Four giant exoplanets discovered around a single young star

For the first time, researchers have found a young “toddler” star with four massive, gas giant exoplanets around it.
By | Published: October 16, 2018 | Last updated on May 18, 2023

Hot Jupiter planet
The hot gaseous exoplanet, also referred to as a “hot Jupiter,” HD 80606b. After finding a hot Jupiter around a surprisingly young star, scientists have now found three other massive planets in the system. 
NASA/JPL-CalTech
Researchers have discovered a strange, young toddler star with four massive planets in orbit around it. This is the first time that so many massive planets have been found in such a young stellar system. 

The star at the center of this system, CI Tau, is only two million years old and surrounded by a protoplanetary disk made up of dust and ice. In this disk, the system’s planets, asteroids, moons, and other objects form. Scientists already knew about this system because they’d found a hot Jupiter — a gas giant exoplanet that orbits close to their star — around CI Tau. It was the first hot Jupiter to be discovered around such a young star. 

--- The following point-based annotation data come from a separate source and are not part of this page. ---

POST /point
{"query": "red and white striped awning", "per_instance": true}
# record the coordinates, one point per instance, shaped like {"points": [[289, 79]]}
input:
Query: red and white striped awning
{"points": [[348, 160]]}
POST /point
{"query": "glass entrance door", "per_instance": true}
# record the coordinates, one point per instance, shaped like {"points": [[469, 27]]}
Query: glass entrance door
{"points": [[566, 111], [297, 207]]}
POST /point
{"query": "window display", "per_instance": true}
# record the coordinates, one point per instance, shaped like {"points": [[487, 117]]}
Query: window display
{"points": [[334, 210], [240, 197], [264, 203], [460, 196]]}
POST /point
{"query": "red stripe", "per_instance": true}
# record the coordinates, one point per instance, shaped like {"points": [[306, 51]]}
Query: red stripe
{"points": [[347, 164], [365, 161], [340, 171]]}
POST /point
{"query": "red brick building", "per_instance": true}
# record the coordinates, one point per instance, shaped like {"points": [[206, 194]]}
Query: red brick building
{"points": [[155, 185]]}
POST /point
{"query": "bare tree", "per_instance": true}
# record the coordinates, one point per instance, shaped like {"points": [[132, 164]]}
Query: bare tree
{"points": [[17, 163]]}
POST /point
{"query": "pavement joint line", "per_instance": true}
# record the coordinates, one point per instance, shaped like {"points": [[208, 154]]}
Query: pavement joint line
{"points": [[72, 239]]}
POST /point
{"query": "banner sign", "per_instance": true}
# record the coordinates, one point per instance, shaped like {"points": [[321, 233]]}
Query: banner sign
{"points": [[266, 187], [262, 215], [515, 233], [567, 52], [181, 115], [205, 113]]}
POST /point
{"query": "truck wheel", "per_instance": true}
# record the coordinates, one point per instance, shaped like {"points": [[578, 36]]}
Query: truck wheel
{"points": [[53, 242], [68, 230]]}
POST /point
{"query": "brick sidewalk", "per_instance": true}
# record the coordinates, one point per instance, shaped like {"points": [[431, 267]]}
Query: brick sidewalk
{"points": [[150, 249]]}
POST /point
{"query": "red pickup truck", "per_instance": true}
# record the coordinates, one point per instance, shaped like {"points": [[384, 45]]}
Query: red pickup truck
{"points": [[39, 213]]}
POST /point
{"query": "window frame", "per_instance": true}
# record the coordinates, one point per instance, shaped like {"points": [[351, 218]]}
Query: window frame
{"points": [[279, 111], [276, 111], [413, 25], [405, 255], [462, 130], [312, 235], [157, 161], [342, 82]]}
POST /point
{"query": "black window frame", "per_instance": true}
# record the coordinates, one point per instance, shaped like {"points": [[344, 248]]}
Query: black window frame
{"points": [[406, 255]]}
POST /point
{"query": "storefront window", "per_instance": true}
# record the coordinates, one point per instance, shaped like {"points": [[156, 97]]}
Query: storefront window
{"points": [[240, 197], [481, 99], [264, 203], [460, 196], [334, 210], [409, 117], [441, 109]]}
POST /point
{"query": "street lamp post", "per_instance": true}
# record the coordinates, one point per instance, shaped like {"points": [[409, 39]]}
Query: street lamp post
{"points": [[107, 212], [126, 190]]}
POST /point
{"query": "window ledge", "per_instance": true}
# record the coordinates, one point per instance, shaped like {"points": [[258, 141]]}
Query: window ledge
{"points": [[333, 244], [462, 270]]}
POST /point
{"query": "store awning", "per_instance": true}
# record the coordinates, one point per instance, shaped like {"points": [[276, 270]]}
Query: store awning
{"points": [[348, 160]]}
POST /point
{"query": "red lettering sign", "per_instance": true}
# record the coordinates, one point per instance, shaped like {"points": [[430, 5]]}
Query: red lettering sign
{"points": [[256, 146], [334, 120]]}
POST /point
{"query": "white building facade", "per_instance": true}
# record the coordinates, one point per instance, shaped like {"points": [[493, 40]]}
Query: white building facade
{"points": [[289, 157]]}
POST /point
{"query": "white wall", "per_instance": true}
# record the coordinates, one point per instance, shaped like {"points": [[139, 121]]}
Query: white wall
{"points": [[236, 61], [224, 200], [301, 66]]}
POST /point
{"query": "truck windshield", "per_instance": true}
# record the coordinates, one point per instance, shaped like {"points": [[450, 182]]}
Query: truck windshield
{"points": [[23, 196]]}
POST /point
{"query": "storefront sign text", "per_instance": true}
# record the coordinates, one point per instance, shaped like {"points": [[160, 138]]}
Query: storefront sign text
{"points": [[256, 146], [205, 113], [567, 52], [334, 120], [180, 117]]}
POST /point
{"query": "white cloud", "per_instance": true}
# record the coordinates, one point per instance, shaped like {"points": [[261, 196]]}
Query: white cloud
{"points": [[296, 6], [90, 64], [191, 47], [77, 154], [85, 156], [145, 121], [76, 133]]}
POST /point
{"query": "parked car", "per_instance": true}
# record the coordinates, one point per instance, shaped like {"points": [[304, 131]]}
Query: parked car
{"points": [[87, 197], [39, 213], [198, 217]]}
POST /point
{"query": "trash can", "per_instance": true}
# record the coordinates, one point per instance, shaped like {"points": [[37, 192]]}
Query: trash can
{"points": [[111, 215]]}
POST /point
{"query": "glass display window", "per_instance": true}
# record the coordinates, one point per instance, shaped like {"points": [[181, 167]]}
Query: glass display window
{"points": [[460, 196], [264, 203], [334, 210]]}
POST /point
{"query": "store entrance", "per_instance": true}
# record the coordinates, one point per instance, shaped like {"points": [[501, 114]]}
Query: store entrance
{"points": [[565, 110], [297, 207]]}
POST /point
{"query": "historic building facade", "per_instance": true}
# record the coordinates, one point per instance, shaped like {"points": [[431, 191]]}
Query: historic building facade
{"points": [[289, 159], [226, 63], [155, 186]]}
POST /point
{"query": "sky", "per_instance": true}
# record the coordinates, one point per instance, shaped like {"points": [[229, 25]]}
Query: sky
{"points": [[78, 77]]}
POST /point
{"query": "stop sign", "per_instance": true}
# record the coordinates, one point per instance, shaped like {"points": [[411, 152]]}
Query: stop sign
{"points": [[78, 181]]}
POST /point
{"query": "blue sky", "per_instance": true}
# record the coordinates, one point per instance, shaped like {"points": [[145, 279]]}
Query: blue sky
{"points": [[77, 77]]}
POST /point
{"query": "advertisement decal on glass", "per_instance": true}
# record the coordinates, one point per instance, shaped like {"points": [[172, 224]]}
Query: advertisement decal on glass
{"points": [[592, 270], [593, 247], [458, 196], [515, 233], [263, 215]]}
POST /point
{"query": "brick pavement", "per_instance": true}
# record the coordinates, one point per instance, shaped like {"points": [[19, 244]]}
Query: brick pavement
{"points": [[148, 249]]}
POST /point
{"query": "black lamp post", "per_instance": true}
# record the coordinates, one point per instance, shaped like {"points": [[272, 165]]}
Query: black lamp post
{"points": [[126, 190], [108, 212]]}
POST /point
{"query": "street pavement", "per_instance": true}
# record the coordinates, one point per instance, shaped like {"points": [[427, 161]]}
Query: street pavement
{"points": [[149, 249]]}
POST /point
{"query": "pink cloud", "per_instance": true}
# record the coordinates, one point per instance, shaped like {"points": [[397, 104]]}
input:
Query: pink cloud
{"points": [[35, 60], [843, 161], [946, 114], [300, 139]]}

That prompted astronomers at the University of Cambridge to use the Atacama Large Millimeter/submillimeter Array (ALMA) to see if that planet had any siblings, according to study author Cathie Clarke from Cambridge University’s Institute of Astronomy. Clark says her team found “big structures in the disk that we interpret as planets.” Essentially, the team found three gaps (in addition to the hot Jupiter) in CI Tau’s disk that are most likely caused by three gas giant planets. That brings the total to four massive gas giants around the star. 

It also makes the worlds unique among known solar systems this young. 

Inside CI Tau 

As new technology emerges, the team expects to be able to detect the planets themselves, instead of just holes in the disk that they interpret as planets, Clarke said. The researchers also want to explore how such the weird solar system formed. That’s difficult with current theories. 

“Planet formation models tend to focus on being able to make the types of planets that have been observed already, so new discoveries don’t necessarily fit the models,” Clarke said in a statement. 

This work is published in the Astrophysical Journal Letters.

[Editor’s note: A previous version of this article incorrectly stated all four suspected exoplanets are hot Jupiters; however, only the innermost planet is close enough to be considered a hot Jupiter.]